Le Ligueur du 24 septembre 2003

Pourquoi ne médiatise-t-on pas avec autant de ferveur l’anniversaire de la mort de Victor Jara que celui de Jacques Brel, Claude François ou Léo Ferré?

En 2003, on se souvient beaucoup des chanteurs disparus! Le Soir a mis les petits plats dans les grands pour célébrer les vingt-cinq ans du décès de Jacques Brel: un supplément, une chronique qui reprend chaque mardi les textes commentés de ses chansons. Egalement un quart de siècle après sa disparition, l’interprète de « Magnolias for ever » a droit à la une des médias. La RTBF a même réussi la prouesse de lui consacrer trois séquences le même soir en moins d’une heure dans « Le Bus des Régions », « Projet X » et le JT de 19H30! Dix ans après nous avoir quitté, Léo Ferré n’est pas oublié non plus. Différents hommages nous sont proposés tant en radio qu’à la télévision.

Une mort emblématique

Cette semaine, la mémoire d’un autre chanteur ne suscitera probablement pas le même empressement et pourtant la violence de la fin de sa vie marquera l’histoire de la chanson à jamais. Il y a trente ans, un 11 septembre, Victor Jara était arrêté au premier jour du coup d’état militaire Chilien qui élimina Salvador Allende. Joan, la femme du chanteur de l’Unité Populaire, fut appelée à identifier son corps à la morgue de Santiago, une semaine plus tard. Dans le stade où il fut détenu, Victor Jara fut particulièrement maltraité en raison de sa notoriété. Torturé par des soldats, ses mains de guitariste brisées à coup de crosse, il fut abattu par balles. Des quatre disques qu’il avait enregistrés, l’avant-dernier, « La Poblacion », était probablement le plus intéressant. Il proposait un drame en sept chansons composé à partir de récits des habitants des bidonvilles: sa démarche allait plus loin qu’une simple création individuelle car « il stimulait les germes d’expression artistique du peuple à partir de son expression propre et authentique »(1).

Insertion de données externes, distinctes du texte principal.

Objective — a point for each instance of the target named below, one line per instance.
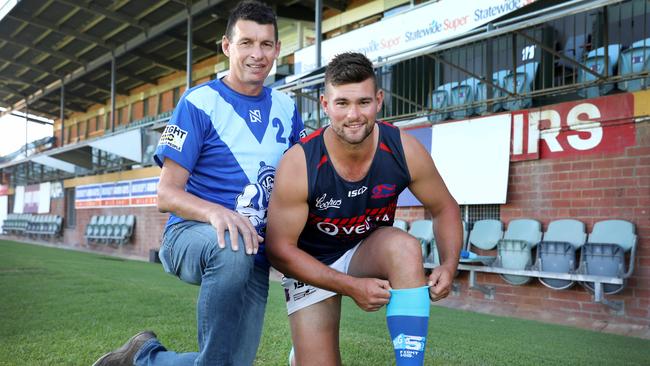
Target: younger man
(331, 215)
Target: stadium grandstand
(536, 113)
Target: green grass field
(61, 307)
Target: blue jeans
(232, 298)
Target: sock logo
(408, 342)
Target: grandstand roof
(45, 43)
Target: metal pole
(319, 8)
(26, 122)
(189, 45)
(61, 114)
(113, 94)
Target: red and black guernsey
(342, 213)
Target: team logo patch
(383, 191)
(357, 192)
(174, 137)
(409, 343)
(255, 116)
(322, 204)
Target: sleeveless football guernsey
(342, 213)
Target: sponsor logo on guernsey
(383, 191)
(357, 192)
(333, 230)
(174, 137)
(255, 115)
(409, 345)
(323, 204)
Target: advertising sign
(413, 29)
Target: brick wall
(588, 188)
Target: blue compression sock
(407, 315)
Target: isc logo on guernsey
(357, 192)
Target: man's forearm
(185, 205)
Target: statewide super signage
(410, 30)
(139, 192)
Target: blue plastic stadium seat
(595, 61)
(635, 60)
(440, 99)
(482, 93)
(463, 94)
(520, 83)
(485, 235)
(604, 253)
(557, 251)
(514, 251)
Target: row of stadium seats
(44, 226)
(33, 225)
(146, 120)
(633, 60)
(466, 98)
(16, 223)
(110, 229)
(474, 92)
(602, 252)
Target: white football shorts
(299, 295)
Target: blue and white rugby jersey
(231, 144)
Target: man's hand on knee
(370, 294)
(440, 281)
(223, 219)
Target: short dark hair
(255, 11)
(348, 68)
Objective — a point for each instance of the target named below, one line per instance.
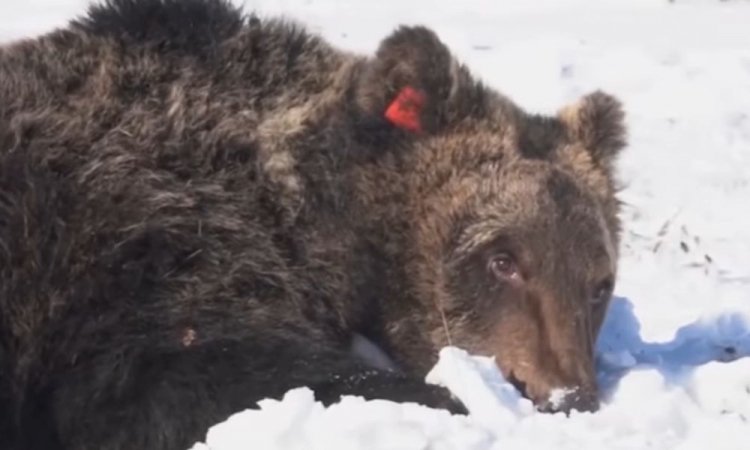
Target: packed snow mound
(647, 411)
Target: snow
(672, 356)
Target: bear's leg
(151, 399)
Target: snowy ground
(670, 355)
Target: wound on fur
(405, 111)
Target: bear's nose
(567, 400)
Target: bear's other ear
(597, 121)
(408, 82)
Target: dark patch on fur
(168, 25)
(539, 136)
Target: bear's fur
(200, 209)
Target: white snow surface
(672, 356)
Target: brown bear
(200, 209)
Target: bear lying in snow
(200, 209)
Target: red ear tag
(405, 111)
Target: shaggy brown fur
(199, 209)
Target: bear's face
(516, 257)
(513, 238)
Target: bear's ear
(597, 121)
(408, 82)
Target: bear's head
(510, 227)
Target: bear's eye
(603, 292)
(504, 266)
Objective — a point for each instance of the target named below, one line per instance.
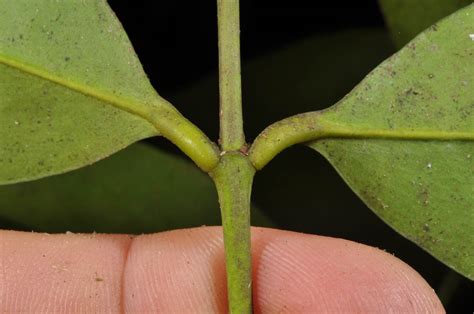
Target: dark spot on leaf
(426, 228)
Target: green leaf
(404, 141)
(276, 84)
(105, 197)
(407, 18)
(72, 90)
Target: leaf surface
(407, 18)
(404, 141)
(105, 196)
(72, 90)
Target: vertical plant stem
(233, 178)
(231, 126)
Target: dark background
(177, 44)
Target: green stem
(161, 114)
(233, 178)
(312, 126)
(231, 125)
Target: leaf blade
(105, 196)
(407, 18)
(77, 50)
(422, 186)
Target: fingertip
(305, 273)
(60, 272)
(176, 271)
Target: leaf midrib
(130, 106)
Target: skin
(183, 271)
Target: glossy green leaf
(72, 90)
(408, 145)
(106, 196)
(276, 84)
(407, 18)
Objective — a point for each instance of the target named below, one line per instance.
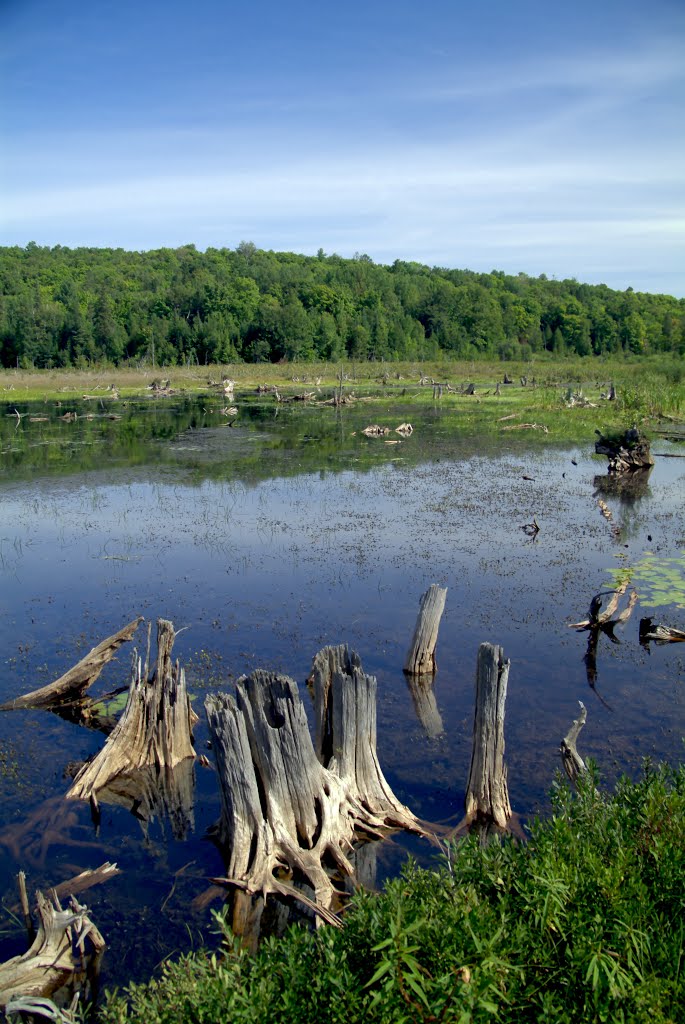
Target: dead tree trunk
(571, 760)
(63, 940)
(629, 452)
(420, 658)
(290, 812)
(486, 792)
(73, 685)
(156, 726)
(425, 705)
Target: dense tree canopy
(63, 307)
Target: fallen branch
(291, 809)
(571, 760)
(74, 683)
(420, 658)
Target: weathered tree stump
(156, 726)
(425, 705)
(571, 760)
(65, 941)
(420, 658)
(292, 812)
(486, 791)
(72, 686)
(628, 452)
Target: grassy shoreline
(648, 390)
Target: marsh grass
(584, 923)
(647, 387)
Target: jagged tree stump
(72, 686)
(629, 452)
(155, 729)
(486, 791)
(291, 813)
(420, 658)
(63, 940)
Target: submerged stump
(155, 729)
(420, 658)
(486, 791)
(626, 452)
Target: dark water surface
(265, 542)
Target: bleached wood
(420, 658)
(156, 726)
(62, 941)
(425, 705)
(74, 683)
(486, 791)
(292, 809)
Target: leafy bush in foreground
(584, 923)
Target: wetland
(266, 540)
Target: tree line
(79, 307)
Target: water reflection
(266, 548)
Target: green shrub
(584, 923)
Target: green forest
(82, 307)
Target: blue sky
(516, 136)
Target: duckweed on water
(658, 581)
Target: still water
(265, 542)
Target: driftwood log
(650, 631)
(72, 686)
(420, 658)
(155, 729)
(571, 760)
(486, 791)
(628, 452)
(293, 810)
(605, 621)
(67, 941)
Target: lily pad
(659, 582)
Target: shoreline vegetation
(564, 398)
(583, 923)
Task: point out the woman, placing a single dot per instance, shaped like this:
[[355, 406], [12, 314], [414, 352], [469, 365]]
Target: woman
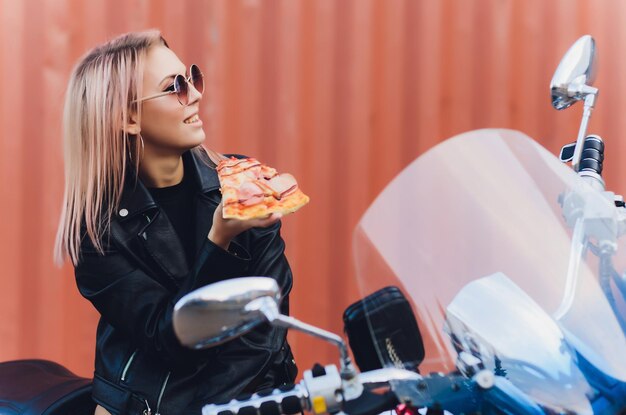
[[142, 223]]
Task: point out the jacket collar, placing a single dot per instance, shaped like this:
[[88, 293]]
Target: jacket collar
[[136, 198]]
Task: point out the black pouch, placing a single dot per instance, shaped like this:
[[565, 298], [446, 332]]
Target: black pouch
[[383, 322]]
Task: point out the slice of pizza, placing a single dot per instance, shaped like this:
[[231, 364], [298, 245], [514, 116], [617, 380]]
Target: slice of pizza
[[250, 189]]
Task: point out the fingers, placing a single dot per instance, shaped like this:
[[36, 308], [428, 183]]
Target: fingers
[[267, 221]]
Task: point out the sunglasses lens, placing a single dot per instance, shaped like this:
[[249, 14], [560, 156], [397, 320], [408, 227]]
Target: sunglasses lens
[[197, 79], [182, 91]]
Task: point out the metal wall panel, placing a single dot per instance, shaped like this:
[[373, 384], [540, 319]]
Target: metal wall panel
[[342, 93]]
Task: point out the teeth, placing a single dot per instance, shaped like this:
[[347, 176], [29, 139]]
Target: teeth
[[192, 119]]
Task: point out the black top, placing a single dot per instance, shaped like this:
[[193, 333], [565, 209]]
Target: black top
[[177, 204]]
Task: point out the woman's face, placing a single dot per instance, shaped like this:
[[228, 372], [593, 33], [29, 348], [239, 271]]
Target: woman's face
[[167, 127]]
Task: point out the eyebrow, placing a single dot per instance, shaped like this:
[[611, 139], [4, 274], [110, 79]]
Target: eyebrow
[[172, 76], [166, 78]]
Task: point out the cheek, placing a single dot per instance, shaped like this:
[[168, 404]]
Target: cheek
[[160, 125]]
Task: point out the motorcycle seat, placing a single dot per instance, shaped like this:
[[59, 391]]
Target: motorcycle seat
[[42, 387]]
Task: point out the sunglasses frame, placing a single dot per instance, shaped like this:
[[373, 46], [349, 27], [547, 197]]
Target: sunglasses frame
[[178, 88]]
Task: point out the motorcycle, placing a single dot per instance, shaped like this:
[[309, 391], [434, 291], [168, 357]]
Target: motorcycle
[[510, 261], [493, 267]]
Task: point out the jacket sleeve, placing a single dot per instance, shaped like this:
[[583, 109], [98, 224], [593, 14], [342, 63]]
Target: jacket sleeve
[[139, 306]]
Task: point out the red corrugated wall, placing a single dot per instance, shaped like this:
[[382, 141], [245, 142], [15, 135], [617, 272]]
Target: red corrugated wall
[[342, 93]]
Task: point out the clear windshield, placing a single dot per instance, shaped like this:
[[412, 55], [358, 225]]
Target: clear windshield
[[474, 234]]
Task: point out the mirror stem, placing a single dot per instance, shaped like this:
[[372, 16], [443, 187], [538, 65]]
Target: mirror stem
[[590, 101], [347, 368]]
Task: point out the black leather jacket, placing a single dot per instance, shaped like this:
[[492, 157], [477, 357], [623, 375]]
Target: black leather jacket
[[139, 362]]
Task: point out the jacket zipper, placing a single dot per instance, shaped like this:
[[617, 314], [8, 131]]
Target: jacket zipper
[[130, 360], [161, 394]]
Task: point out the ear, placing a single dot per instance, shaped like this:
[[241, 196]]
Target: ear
[[131, 126]]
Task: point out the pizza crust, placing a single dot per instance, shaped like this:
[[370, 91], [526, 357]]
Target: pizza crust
[[235, 173]]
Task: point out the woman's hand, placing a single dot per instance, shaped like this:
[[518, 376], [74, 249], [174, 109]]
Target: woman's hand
[[224, 230]]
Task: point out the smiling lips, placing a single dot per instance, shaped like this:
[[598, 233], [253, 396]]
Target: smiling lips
[[192, 119]]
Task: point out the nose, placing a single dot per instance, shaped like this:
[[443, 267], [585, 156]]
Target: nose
[[194, 94]]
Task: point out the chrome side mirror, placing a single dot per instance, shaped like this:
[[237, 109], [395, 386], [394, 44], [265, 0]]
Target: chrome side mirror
[[216, 313], [575, 72], [219, 312], [572, 82]]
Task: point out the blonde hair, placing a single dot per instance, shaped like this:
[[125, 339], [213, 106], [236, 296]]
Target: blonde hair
[[97, 149]]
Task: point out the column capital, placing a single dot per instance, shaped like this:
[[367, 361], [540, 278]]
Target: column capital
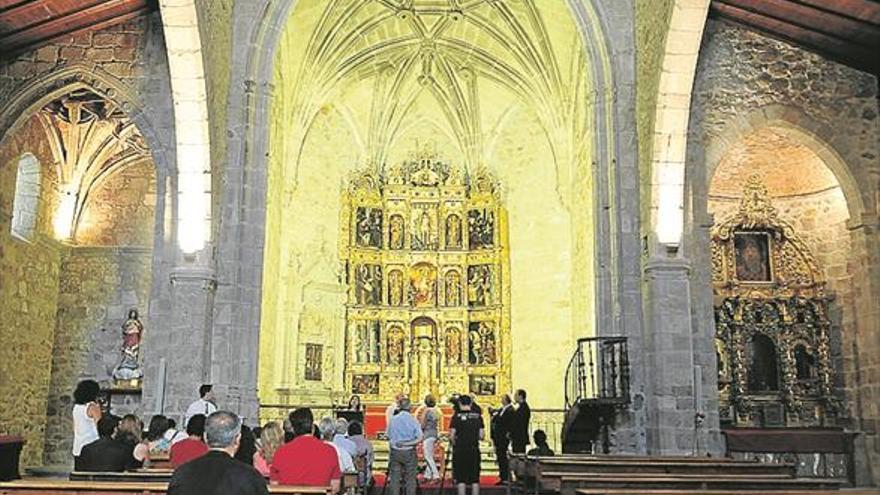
[[194, 275]]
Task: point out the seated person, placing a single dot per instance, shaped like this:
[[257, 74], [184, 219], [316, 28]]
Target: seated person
[[363, 460], [542, 449], [341, 440], [106, 454], [305, 460], [327, 427], [217, 472], [192, 447]]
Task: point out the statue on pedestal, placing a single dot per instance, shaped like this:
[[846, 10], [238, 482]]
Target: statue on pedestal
[[129, 369]]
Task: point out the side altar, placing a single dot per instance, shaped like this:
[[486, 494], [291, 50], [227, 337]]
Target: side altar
[[425, 257]]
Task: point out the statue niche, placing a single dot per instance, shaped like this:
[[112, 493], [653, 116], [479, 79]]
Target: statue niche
[[422, 244], [771, 321]]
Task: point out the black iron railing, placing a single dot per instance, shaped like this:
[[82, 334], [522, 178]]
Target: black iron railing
[[598, 370]]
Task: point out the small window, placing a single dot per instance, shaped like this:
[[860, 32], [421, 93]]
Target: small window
[[27, 194]]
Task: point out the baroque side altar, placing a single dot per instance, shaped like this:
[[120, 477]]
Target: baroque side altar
[[425, 257]]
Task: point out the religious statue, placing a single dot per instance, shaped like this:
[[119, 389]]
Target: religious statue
[[452, 283], [453, 231], [368, 284], [395, 346], [752, 257], [395, 288], [487, 336], [369, 227], [481, 229], [422, 282], [395, 234], [132, 333], [453, 346], [479, 285], [423, 232]]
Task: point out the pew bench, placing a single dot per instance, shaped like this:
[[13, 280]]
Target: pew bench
[[34, 486]]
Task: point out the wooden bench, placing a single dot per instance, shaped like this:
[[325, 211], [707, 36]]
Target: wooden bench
[[569, 483], [617, 491], [35, 486]]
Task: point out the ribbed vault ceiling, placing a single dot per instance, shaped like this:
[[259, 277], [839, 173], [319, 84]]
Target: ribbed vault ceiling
[[390, 66]]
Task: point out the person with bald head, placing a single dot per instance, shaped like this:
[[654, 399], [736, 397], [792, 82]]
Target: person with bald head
[[217, 472]]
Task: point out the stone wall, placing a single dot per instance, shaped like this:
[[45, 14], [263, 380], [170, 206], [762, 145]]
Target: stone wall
[[652, 26], [97, 287], [745, 82], [28, 292]]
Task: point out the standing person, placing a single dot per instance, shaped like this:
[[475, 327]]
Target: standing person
[[271, 439], [105, 454], [305, 460], [465, 432], [203, 405], [430, 420], [217, 473], [192, 447], [502, 420], [404, 433], [86, 414], [519, 434]]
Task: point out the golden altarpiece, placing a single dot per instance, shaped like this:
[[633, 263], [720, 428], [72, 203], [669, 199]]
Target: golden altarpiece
[[771, 321], [424, 250]]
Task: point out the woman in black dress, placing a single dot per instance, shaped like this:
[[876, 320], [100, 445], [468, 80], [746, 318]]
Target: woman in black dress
[[465, 431]]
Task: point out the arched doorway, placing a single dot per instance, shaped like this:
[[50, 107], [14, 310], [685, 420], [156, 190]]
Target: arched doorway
[[86, 264]]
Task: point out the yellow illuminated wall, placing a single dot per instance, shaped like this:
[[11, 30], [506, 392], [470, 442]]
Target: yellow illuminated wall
[[500, 84]]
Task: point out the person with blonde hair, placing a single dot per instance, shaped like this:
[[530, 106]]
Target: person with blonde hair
[[271, 438]]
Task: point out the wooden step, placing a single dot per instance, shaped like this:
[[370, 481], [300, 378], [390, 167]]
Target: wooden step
[[617, 491], [569, 483]]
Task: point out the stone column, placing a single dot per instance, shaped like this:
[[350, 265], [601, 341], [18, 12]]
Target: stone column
[[865, 357], [669, 357], [183, 341]]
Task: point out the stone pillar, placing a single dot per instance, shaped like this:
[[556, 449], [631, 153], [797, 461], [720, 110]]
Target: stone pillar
[[669, 358], [865, 355], [183, 341]]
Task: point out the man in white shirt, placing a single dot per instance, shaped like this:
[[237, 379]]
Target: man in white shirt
[[204, 405]]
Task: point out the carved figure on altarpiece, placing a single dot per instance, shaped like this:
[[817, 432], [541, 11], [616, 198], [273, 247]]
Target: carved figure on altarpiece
[[480, 285], [396, 349], [481, 228], [132, 333], [481, 343], [314, 362], [452, 286], [453, 232], [368, 227], [368, 340], [453, 345], [368, 284], [396, 231]]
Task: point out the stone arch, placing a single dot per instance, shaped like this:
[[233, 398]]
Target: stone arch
[[27, 195], [180, 25], [801, 129], [671, 119], [37, 92], [615, 194]]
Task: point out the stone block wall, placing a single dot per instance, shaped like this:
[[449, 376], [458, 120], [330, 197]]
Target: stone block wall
[[746, 81], [96, 289], [28, 292]]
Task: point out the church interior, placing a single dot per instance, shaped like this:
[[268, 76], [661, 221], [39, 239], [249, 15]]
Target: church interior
[[660, 218]]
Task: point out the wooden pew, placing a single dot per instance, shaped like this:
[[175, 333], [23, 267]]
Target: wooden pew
[[34, 486], [569, 483]]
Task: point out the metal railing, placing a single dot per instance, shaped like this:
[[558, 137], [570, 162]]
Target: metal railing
[[598, 370]]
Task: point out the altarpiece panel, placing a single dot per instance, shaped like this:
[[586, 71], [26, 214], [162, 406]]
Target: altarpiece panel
[[771, 321], [426, 262]]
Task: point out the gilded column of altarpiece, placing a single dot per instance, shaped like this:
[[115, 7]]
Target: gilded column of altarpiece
[[771, 321], [424, 247]]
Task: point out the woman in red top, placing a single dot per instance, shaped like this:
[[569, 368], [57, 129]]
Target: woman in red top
[[193, 447]]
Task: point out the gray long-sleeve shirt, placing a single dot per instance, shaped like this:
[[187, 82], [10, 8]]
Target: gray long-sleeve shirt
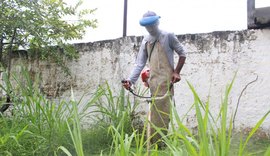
[[168, 41]]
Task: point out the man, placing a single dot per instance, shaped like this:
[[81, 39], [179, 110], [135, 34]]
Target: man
[[158, 49]]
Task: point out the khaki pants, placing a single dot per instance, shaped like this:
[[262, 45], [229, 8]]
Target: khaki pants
[[158, 117]]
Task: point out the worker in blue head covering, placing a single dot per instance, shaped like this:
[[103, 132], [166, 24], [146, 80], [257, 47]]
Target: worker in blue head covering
[[157, 51]]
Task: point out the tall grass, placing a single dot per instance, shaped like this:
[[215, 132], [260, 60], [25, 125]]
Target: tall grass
[[40, 122], [40, 126]]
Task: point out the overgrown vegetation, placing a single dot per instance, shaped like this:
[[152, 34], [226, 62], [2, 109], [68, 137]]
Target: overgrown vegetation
[[39, 126], [41, 28]]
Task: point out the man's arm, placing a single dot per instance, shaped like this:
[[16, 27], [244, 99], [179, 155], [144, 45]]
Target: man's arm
[[176, 73]]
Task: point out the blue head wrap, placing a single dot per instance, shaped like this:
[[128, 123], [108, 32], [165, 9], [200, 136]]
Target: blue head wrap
[[149, 18]]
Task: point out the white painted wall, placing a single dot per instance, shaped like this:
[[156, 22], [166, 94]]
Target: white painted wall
[[212, 60]]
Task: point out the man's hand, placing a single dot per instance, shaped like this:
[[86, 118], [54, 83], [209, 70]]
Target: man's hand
[[126, 84], [175, 77]]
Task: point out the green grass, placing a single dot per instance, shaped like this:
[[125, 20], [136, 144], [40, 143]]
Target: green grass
[[39, 126]]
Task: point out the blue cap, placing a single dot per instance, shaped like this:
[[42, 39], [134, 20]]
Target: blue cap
[[149, 18]]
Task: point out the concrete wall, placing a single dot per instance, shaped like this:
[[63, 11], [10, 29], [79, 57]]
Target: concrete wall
[[212, 61]]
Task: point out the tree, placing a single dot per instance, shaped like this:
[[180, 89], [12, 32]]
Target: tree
[[39, 27]]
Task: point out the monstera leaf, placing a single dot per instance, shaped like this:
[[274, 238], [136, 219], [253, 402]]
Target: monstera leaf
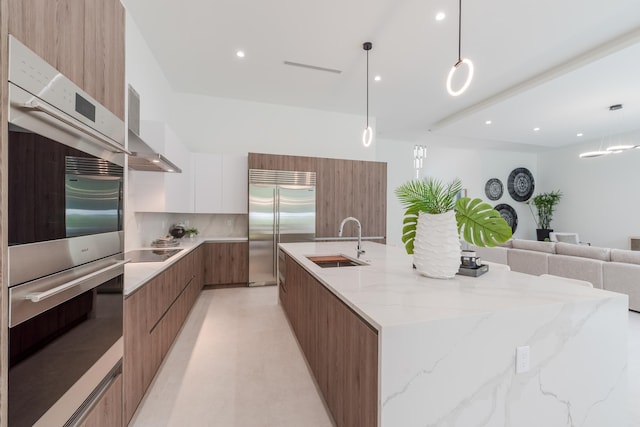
[[480, 224]]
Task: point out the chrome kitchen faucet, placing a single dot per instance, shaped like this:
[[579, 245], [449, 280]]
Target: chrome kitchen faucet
[[344, 221]]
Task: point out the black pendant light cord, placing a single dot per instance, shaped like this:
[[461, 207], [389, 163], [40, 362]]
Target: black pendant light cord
[[459, 32], [367, 47], [367, 88]]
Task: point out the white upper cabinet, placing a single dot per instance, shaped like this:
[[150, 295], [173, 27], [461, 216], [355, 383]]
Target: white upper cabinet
[[163, 191], [221, 183]]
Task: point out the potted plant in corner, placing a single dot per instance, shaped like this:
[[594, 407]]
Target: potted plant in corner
[[434, 220], [545, 204]]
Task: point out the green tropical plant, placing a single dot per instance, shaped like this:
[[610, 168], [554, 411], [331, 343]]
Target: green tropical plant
[[191, 231], [545, 204], [478, 223]]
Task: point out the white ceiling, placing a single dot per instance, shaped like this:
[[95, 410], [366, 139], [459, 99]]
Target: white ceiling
[[551, 64]]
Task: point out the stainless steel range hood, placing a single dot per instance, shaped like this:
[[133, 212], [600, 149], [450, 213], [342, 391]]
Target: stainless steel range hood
[[143, 157]]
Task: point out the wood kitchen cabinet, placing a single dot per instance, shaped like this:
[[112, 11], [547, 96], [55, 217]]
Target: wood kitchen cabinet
[[83, 39], [153, 316], [226, 263], [108, 410], [340, 347]]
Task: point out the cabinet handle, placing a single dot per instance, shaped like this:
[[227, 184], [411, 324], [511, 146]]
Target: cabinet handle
[[39, 296], [35, 105]]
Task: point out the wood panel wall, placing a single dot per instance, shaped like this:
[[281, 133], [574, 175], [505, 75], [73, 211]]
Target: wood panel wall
[[4, 136], [343, 188]]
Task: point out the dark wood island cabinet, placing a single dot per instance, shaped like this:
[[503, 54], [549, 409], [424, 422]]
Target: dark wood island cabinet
[[340, 347]]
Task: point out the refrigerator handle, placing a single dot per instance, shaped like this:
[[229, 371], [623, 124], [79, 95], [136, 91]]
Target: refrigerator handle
[[276, 227]]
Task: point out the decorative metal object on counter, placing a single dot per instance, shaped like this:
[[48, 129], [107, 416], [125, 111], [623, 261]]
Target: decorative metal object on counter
[[177, 230], [165, 243]]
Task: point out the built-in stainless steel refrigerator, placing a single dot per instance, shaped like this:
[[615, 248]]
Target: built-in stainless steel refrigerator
[[282, 208]]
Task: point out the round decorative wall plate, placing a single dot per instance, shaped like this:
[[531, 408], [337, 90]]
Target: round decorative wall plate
[[520, 184], [493, 189], [509, 214]]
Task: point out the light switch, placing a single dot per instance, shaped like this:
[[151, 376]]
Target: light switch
[[523, 359]]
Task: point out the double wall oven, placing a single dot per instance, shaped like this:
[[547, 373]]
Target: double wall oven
[[65, 217]]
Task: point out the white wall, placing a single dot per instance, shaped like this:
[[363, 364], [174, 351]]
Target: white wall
[[220, 125], [601, 195], [473, 166], [145, 75]]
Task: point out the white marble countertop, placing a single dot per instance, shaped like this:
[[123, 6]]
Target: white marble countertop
[[389, 292], [137, 274], [447, 348]]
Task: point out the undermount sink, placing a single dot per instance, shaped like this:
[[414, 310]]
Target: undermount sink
[[329, 261]]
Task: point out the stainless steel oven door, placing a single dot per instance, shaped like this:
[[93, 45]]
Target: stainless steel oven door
[[65, 338]]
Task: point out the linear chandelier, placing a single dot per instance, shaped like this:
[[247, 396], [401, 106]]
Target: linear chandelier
[[612, 149], [367, 135]]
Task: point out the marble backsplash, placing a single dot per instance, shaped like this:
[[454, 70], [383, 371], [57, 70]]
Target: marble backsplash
[[144, 227]]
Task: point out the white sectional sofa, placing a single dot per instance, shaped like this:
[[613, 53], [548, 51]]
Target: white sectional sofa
[[615, 270]]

La violence de cette mort est emblématique car elle montre combien des paroles et des notes de musique peuvent irriter un pouvoir totalitaire. Thierry Maricourt nous explique pourquoi dans son livre « La parole en chantant » (EPO): « La chanson se présente comme l’un des régulateurs de notre mémoire collective, son rôle étant encore plus déterminant dans les périodes de mutation, de crise, de conflit ».

Que convient-il de célébrer? Pourquoi les destins individuels monopolisent-ils l’intérêt des médias alors que pratiquement rien n’est prévu pour souligner l’importance d’autres événements marquants -plus collectifs- de l’histoire de la chanson?

Est-ce le souvenir des chanteurs qui est célébré ou celui-ci n’est-il que le prétexte à la promotion de nouvelles expositions ou compilations? Offre-t-on encore la possibilité au public de se remémorer tel ou tel événement sans nécessairement le pousser à consommer? Si tel était le cas, cela signifierait que des événements importants pourraient disparaître petit à petit de la mémoire collective parce qu’ils n’auraient pas eu la chance d’être remis en évidence grâce à un recyclage industriel.

Pour ouvrir le débat

Quand pareils hommages sont programmés, les grands médias nous proposent principalement la diffusion d’extraits de l’œuvre des disparus, une présentation historique de leur travail ainsi que les témoignages de leurs proches et de leurs admirateurs. Rarement une analyse idéologique poussée du contenu de leur œuvre est mise en exergue. Thierry Maricourt l’explique dans l’introduction de son livre: « Trop peu de critiques, de journalistes ou de simples auditeurs semblent s’être interrogés sur l’idéologie informelle qui se dégage des ritournelles diffusées à longueur de journées sur les ondes. La chanson de variété distille des idées, des valeurs qui finissent par s’ériger en normes. Ces normes, elle ne les invente pas, mais elle les consolide ».

Son livre qui est sous-titré « Show-business et idéologie » propose ce type d’analyse pour des chansons d’artistes aussi variés que Françoise Hardy, Renaud, Johnny Hallyday, Pierre Perret, Michel Sardou, Céline Dion, Jean-Jacques Goldmann ou Alain Souchon. Ce pamphlet publié il y a sept ans (toujours disponible en librairie) reste d’actualité. N’analyse-t-il pas précisément le répertoire que l’on ne cesse de reprendre dans les émissions de variétés dont « Star Academy »? Voilà donc une source rare de documentation pour parents et éducateurs qui ouvre le débat dans un domaine où l’on ne se contente que trop souvent… d’entendre.

(1) Extrait de « Il y a folklore et folklore » de Michel Gheude et Richard Kalisz (EVO).